To reduce the likelihood of dental problems limit the intake of dry food and have you're Aby's teeth examined by your vet often.

Luxating Patella

Basically this is a condition where the kneecap can be easily dislocated. Grades are assigned to denote how easy the kneecap will be moved out of place. This condition is most often associated with dogs but it does occur in cats. In more severe cases a cat may be unable to climb or jump.

Our vet checks all our kittens for this condition. Some vets do not know that this can be a feline condition and therefore do not include this check in their examination. Make sure your vet checks.

PRA: Progressive Retinal Atrophy

A hereditary eye disease that causes blindness in cat. It is rare in cats but Abys seem to be predisposed. Like PKd a cat be either be a normal ( no gene), a carrier (one gene) or an affected (both genes). Only the affected can develop this condition. In the winter of 2008 a genetic test for this condition became available from UC Davis. All our breeding Abys were tested and the results for all tests were normal.  
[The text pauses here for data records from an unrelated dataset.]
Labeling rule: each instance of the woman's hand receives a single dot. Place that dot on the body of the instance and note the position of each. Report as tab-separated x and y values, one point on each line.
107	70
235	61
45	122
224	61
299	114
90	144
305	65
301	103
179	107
Psychogenic alopecia or overgrooming: Are Abys more predisposed than other breeds? Probably not but I'm sure this condition does occur in Abys. Our pet (spayed) Aby, BBC, has a habit of overgrooming a spot on her body anytime we have a new litter that takes too much of our time.  Stress or is it her way of telling us she needs time too?

Is there a genetic link? I could not find any supporting evidence. Likely the overgrooming is a natural feline response to stress and anxiety. If it is genetic, it may be the result of an indirect effect caused by lines that produce overstrung cats.